Question

How do you find the rectangular equation for \[\theta = \dfrac{{5\pi }}{6}\] ?

Answer 1

Hint: In this question, we are given the value of $ \theta $ , so we are given the polar form of the equation and we have to convert it into a rectangular equation, it means that we have to express y in terms of x. We know that $ x = r\cos \theta $ and $ y = r\sin \theta $ , using the value of $ \theta $ we will find the value of both x and y in terms of r and thus get the value of y in terms of x.

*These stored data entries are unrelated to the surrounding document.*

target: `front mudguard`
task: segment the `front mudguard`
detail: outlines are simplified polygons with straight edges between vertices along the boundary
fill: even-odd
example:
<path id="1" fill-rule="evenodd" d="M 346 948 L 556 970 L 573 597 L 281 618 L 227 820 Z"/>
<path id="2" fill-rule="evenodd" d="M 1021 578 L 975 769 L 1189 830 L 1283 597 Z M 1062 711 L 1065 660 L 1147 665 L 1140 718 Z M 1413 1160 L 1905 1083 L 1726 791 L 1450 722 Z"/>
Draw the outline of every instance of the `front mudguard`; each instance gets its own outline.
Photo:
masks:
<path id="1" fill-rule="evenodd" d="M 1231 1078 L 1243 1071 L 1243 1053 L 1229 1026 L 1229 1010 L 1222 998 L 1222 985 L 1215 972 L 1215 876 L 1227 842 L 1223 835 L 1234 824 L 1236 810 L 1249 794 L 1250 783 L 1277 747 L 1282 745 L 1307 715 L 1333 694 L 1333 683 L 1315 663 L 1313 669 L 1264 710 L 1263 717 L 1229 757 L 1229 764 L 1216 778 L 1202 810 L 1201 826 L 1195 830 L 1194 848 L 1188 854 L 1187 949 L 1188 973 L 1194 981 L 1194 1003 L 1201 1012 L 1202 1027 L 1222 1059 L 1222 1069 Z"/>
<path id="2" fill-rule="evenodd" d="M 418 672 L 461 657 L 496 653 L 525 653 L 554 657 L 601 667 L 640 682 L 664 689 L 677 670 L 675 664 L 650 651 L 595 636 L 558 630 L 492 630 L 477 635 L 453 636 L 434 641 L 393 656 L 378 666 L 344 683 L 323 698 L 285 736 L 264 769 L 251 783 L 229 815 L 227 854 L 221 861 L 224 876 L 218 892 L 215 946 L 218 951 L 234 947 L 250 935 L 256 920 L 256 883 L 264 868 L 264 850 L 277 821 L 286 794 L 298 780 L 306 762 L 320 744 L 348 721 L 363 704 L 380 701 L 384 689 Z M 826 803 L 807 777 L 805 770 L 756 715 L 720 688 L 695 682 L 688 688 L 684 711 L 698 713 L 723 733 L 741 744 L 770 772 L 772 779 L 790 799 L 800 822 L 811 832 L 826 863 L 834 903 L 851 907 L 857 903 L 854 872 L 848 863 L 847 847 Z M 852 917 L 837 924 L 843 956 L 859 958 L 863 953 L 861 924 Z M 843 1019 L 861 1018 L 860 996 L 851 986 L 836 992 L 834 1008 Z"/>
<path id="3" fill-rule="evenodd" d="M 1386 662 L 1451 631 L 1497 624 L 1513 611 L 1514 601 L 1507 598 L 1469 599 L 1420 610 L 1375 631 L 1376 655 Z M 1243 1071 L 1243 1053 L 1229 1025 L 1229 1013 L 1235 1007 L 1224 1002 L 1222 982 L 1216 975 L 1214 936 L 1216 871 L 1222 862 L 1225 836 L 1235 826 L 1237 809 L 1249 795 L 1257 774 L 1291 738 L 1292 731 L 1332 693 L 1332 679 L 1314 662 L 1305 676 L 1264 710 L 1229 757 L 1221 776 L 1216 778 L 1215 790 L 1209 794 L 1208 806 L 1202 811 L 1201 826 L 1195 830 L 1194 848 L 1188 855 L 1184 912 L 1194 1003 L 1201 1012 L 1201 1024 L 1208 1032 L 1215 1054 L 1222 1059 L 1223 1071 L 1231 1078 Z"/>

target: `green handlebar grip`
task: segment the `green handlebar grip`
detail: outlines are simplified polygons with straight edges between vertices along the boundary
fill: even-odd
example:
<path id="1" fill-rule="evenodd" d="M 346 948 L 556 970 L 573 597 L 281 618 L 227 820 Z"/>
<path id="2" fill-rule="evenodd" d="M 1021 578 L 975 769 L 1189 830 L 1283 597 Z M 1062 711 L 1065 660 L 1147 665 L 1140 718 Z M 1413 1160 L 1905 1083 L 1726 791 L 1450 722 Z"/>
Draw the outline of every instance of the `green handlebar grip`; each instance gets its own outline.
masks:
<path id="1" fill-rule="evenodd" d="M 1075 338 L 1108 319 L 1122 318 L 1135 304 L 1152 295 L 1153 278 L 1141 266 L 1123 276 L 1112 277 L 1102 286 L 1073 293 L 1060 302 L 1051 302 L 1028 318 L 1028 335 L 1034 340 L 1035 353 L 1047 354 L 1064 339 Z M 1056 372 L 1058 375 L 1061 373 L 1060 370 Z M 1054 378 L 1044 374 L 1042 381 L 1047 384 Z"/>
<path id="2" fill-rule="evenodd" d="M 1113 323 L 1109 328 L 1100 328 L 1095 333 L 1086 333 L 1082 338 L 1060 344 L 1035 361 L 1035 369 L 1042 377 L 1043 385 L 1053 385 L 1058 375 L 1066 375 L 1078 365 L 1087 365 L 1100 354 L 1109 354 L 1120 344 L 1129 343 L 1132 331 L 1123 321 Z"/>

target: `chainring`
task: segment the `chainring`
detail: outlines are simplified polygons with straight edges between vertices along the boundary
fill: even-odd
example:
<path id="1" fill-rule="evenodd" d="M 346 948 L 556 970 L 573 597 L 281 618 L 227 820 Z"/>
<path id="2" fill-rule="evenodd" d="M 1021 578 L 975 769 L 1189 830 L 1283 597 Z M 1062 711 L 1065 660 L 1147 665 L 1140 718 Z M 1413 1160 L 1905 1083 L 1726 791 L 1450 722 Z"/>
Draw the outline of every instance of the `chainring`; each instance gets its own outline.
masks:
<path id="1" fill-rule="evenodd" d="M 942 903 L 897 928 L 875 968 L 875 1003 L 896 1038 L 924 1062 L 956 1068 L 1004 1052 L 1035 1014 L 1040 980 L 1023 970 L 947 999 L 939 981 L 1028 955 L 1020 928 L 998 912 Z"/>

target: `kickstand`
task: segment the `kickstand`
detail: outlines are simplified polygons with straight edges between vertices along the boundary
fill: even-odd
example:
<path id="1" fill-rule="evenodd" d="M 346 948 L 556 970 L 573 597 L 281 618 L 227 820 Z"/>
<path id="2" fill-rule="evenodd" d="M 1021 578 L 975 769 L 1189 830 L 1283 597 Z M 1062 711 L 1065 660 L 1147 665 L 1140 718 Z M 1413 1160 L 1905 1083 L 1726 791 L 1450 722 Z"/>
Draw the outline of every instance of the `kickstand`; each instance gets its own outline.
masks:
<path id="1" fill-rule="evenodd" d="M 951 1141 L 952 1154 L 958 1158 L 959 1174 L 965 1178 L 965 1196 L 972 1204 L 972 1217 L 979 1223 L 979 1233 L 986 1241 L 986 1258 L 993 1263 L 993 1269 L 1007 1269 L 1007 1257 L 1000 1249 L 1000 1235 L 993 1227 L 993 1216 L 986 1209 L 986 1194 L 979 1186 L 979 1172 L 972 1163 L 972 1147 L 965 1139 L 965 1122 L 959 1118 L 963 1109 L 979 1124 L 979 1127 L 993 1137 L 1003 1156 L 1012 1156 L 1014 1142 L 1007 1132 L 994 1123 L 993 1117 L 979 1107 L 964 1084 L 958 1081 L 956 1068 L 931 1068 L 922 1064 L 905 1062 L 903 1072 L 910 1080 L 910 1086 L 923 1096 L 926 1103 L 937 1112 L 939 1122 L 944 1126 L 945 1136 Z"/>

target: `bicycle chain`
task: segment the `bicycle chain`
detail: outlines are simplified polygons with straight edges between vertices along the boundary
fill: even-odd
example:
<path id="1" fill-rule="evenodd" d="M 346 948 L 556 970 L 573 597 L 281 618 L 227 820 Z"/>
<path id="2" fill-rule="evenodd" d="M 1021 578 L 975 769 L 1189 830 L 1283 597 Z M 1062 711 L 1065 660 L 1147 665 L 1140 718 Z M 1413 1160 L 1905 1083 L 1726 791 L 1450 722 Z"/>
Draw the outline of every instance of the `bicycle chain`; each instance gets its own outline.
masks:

Complete step by step solution:
We have to find the rectangular form of $ \theta = \dfrac{{5\pi }}{6} $
Let a right-angled triangle be formed by x, y and r, where r is the hypotenuse, x is the base and y is the height of the triangle, so by Pythagoras theorem, we have - $ {x^2} + {y^2} = {r^2} $ and by trigonometry we have –
 $
  \cos \theta = \dfrac{{base}}{{hypotenuse}} = \dfrac{x}{{\sqrt {{x^2} + {y^2}} }} = \dfrac{x}{r} \\
   \Rightarrow x = r\cos \theta \;
  $
 And similarly $ y = r\sin \theta $
As we know the value of $ \theta $ , we can find the value of x and y.
 $
  x = r\cos \theta \\
   \Rightarrow x = r\cos \dfrac{{5\pi }}{6} \\
   \Rightarrow x = r\cos (\pi - \dfrac{\pi }{6}) = r( - \cos \dfrac{\pi }{6}) = - r\cos \dfrac{\pi }{6} \\
  y = r\sin \dfrac{{5\pi }}{6} = r\sin (\pi - \dfrac{\pi }{6}) = r\sin \dfrac{\pi }{6} \\
  $
Now,
 $
  \dfrac{y}{x} = \dfrac{{r\sin \dfrac{\pi }{6}}}{{ - r\cos \dfrac{\pi }{6}}} = - \tan \dfrac{\pi }{6} \\
   \Rightarrow \dfrac{y}{x} = \dfrac{{ - 1}}{{\sqrt 3 }} \\
   \Rightarrow y = \dfrac{{ - x}}{{\sqrt 3 }} \;
  $
Hence the rectangular form of $ \theta = \dfrac{{5\pi }}{6} $ is $ y = \dfrac{{ - x}}{{\sqrt 3 }} $ .
So, the correct answer is “ $ \theta = \dfrac{{5\pi }}{6} $ is $ y = \dfrac{{ - x}}{{\sqrt 3 }} $ ”.

Note: There are two types of coordinates for plotting a point on the graph paper namely rectangular coordinate system and polar coordinate system. The rectangular coordinate system is the most commonly used coordinate system and is of the form $ (x,y) $ where x is the distance of this point from the y-axis and y is the distance of the point from the x-axis. The polar coordinate system is of the form $ (r,\theta ) $ where r is the distance of the point from the origin and $ \theta $ is the counter-clockwise angle between the line joining the point and the origin and the x-axis.